Y se echó a reír con una risa atiplada que trasladó a Carvalho por el túnel del tiempo, aquella risa que había indignado a Fonseca en el despacho de la Dirección General de Seguridad, año 1980. ¿De qué te ríes tú, eh? Pero luego Fonseca también se había echado a reír. ¿Por qué? Era por algo que había dicho Fonseca, algo irónico. «La democracia que no se escoñe. Desde luego.» Eso les había oído reír. Probó suerte.

– Sobre todo que no se escoñe la democracia.

– ¡Me cago en la leche!

Pero a pesar de que trataba de aferrarse a su exclamación para contener la risa no pudo contenerse y estalló en carcajadas convulsas de vez en cuando interrumpidas por el lema:

– ¡Me cago en la leche!

Álvaro recién llegado no conocía el origen de tamaña confraternización. Su vestuario había cambiado. Llevaba una chaqueta oscura, casi de esmoquin, ajados pantalones tejanos y una pajarita violeta le permitía tener la poderosa nuez de Adán en posición descanso.
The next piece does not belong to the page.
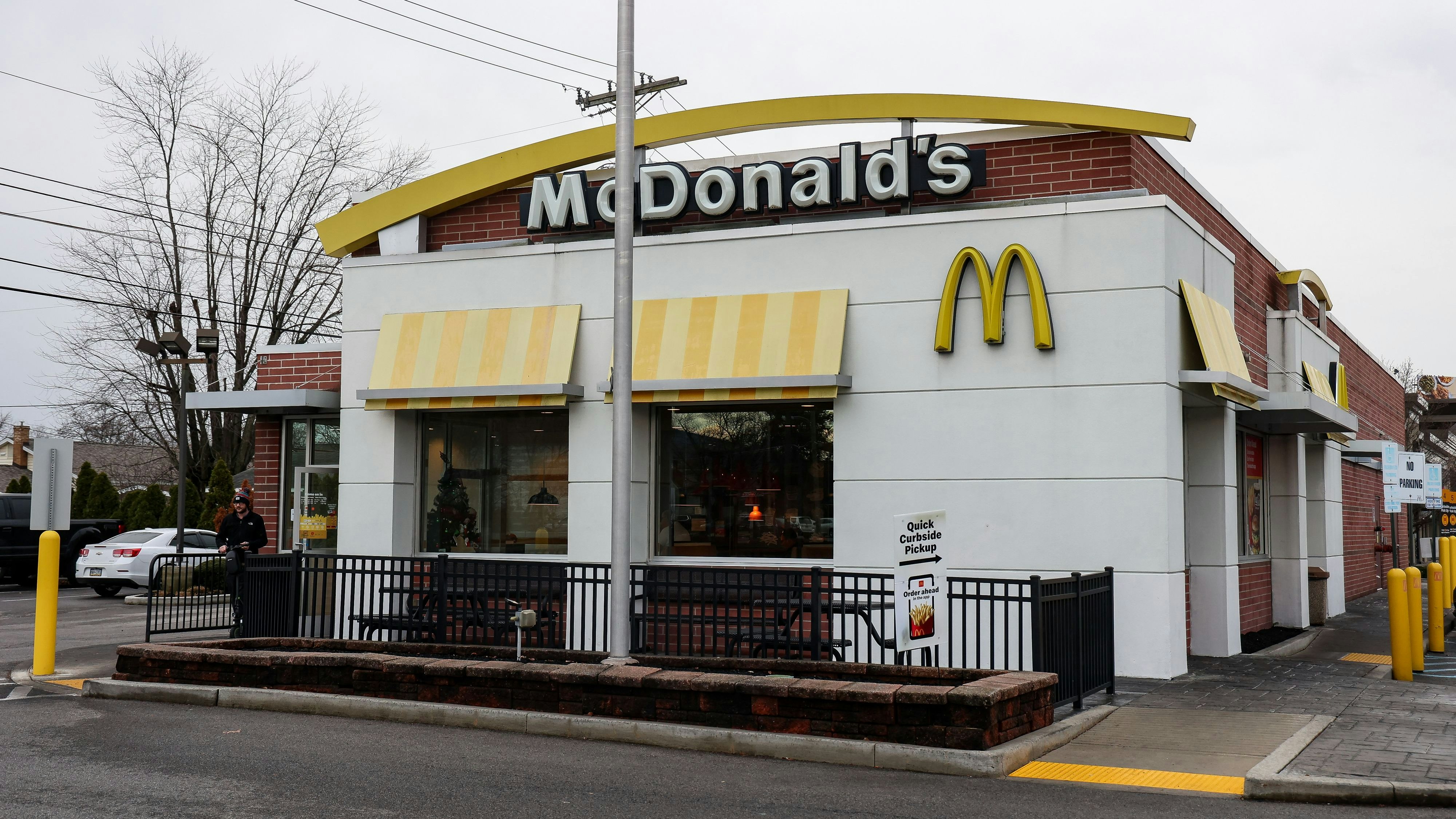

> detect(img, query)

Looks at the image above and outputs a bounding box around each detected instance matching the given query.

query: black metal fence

– Mi padre está al llegar. Quiere encerrarse con los ejemplares seleccionados y apenas tendrá tiempo para que le consultemos nada. La seguridad queda en sus manos, señor Sánchez Ariño, aunque calcule que vendrán los escoltas de las personalidades oficiales. Le insisto en que el señor Carvalho tiene libertad de movimientos. Para evitar problemas de potestades, usted lleva el mando del operativo, pero le repito que cualquier decisión de Carvalho ha de pasar por mí y a mi vez se la transmitiré a usted.